女嫌い公爵との幸福なる契約結婚生活
財布を持って再び姿を現したアイリーンを見るなり、しおれかけの植物が息を吹き返したかのように、青年は表情を輝かせた。

アイリーンは財布を渡したあとで、青年に事の顛末を話し、最後にこう言った。

「どうか、このお財布を盗んだ者を咎めないでください。彼らは皆貧しくて、食べるものを手に入れ、家族を養うのに必死なのです」

真摯に懇願するアイリーンを、青年はしばらくの間じっと見つめていた。
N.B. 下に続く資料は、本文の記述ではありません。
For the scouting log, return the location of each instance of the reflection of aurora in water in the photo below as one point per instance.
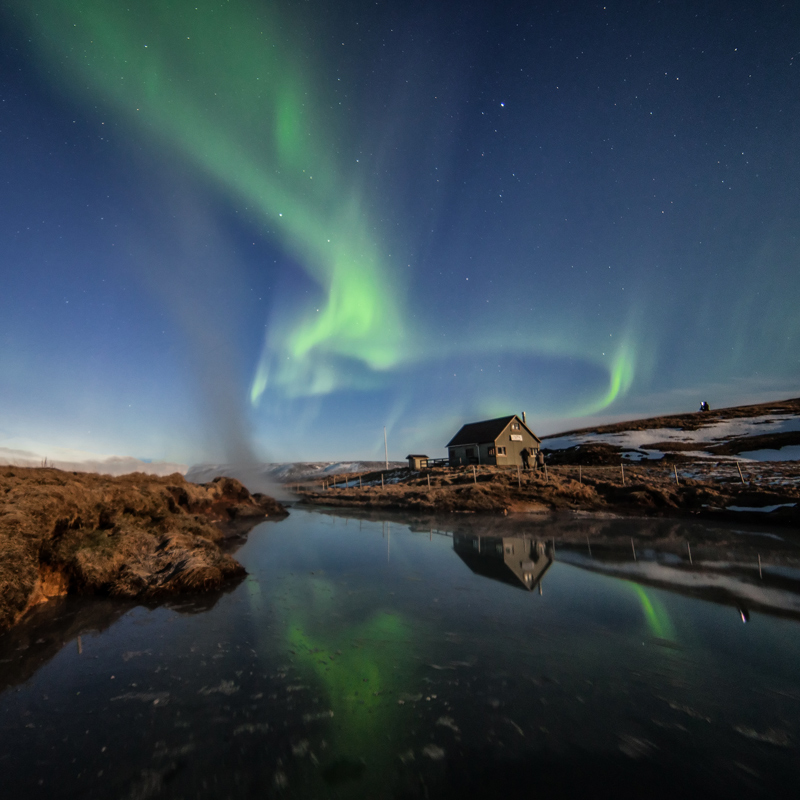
(655, 614)
(437, 677)
(356, 668)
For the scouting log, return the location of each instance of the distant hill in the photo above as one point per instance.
(263, 477)
(764, 432)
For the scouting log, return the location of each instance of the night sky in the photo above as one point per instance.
(251, 229)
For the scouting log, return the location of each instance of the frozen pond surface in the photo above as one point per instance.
(364, 659)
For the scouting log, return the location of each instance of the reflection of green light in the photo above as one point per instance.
(355, 666)
(654, 612)
(219, 84)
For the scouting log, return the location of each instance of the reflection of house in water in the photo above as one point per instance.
(518, 561)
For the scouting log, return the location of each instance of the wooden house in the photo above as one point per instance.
(505, 441)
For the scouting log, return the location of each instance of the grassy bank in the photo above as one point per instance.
(133, 536)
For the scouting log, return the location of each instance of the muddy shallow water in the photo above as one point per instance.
(360, 658)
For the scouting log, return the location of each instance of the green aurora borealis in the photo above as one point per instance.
(435, 231)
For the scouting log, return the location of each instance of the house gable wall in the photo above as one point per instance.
(481, 452)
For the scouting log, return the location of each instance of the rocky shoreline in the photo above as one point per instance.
(135, 536)
(708, 491)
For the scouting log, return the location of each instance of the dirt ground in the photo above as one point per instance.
(701, 490)
(133, 536)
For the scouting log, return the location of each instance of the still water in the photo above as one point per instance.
(362, 658)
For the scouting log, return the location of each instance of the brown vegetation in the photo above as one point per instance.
(643, 490)
(133, 536)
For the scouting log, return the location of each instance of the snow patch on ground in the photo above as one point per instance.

だがふと花が綻んだかのように微笑むと、財布から札を抜き取りアイリーンの掌に置いた。

「祖母の指輪を返してもらったら、それで充分です。このお金は、彼らに渡してくれませんか? そもそも僕は、この街の孤児院に寄付をしに来たのですから」

その孤児院で自分は働いているのだと告げると、アイリーンと青年の仲は急接近した。それを機会に青年はたびたびアイリーンの勤め先を訪れるようになり、互いのことも知るようになった。

青年は、ブライアンと名乗った。社交界でも名の通った、オズモンド伯爵家の次男だった。けれども家督は兄が継ぐため、自分は好きなように生きているのだとブライアンは笑った。
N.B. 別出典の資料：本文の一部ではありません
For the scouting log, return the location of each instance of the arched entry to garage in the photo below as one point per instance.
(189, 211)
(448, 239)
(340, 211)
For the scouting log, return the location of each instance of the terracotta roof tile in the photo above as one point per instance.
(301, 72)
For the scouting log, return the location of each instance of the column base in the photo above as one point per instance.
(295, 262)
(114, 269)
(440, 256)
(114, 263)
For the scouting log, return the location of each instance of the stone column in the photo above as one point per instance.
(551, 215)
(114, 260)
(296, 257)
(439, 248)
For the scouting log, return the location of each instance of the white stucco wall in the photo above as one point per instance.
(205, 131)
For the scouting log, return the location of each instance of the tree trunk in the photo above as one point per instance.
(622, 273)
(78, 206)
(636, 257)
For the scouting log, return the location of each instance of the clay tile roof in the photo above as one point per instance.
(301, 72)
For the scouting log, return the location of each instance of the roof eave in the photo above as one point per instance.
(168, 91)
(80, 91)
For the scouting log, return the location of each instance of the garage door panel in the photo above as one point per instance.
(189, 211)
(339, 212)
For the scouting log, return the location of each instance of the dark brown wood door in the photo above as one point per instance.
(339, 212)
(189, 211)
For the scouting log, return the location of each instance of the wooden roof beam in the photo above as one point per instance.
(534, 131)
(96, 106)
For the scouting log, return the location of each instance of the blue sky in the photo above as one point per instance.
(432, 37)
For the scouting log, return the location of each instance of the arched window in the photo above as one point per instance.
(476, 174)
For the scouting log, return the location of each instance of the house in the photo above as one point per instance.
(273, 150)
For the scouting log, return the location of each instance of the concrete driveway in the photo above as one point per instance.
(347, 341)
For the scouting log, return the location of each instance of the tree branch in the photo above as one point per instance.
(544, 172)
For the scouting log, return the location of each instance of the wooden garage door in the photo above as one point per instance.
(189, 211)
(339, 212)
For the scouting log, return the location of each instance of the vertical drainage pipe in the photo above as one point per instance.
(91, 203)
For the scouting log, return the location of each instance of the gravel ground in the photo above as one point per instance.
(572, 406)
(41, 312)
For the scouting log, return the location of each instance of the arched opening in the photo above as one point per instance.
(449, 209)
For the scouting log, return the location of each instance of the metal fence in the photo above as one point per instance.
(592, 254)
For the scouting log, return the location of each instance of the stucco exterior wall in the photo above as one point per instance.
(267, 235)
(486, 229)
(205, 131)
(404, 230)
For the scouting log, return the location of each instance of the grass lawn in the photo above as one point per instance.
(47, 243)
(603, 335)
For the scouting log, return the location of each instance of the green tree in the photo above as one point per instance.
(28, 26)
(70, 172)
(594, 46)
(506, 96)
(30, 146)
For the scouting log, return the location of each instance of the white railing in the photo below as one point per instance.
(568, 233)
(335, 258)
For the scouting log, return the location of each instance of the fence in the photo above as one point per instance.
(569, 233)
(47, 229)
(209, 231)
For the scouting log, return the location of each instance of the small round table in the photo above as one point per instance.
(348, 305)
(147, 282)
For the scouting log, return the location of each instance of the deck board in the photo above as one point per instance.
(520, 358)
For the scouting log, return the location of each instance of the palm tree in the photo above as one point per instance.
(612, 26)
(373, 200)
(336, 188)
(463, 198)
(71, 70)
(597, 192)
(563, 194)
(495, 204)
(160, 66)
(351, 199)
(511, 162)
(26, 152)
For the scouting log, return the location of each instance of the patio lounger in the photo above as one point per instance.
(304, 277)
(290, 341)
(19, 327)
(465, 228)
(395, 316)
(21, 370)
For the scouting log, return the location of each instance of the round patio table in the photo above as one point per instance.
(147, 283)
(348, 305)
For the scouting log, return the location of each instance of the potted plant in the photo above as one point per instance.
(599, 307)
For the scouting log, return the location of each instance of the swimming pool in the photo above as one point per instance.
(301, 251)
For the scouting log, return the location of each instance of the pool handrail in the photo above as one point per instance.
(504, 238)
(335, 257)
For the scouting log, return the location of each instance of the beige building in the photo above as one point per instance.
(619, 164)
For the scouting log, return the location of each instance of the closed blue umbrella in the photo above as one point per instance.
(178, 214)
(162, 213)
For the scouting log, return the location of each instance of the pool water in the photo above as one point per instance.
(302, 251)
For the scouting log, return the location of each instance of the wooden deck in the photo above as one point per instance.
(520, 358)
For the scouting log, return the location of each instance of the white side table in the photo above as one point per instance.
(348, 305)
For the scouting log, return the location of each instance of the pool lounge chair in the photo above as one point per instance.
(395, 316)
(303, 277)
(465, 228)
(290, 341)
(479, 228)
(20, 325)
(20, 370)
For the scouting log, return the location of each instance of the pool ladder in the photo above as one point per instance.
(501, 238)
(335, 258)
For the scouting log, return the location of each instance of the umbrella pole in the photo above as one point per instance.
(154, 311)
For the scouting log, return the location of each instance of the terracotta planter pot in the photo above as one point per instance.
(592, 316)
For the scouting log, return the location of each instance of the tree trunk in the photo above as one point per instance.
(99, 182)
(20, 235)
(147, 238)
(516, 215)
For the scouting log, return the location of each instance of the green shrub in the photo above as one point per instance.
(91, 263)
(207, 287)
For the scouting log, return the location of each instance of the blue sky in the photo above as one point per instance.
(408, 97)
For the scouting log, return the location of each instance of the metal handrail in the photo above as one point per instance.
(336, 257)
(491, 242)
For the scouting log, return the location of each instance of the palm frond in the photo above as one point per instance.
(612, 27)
一方のアイリーンは、爵位などあってないような、没落男爵家の一人娘だった。アイリーンの家はかつてはそこそこ裕福だったが、祖父が事業に失敗し多額の借金を抱えたのを機に、みじめな生活を送っていた。

そのため、アイリーンは物心ついた頃から孤児院で働き、わずかながらの給料を家計の足しにしていた。年頃の娘に、結婚相手はおろか、煌びやかなドレスすら用意してやれないことを両親は日々嘆いている。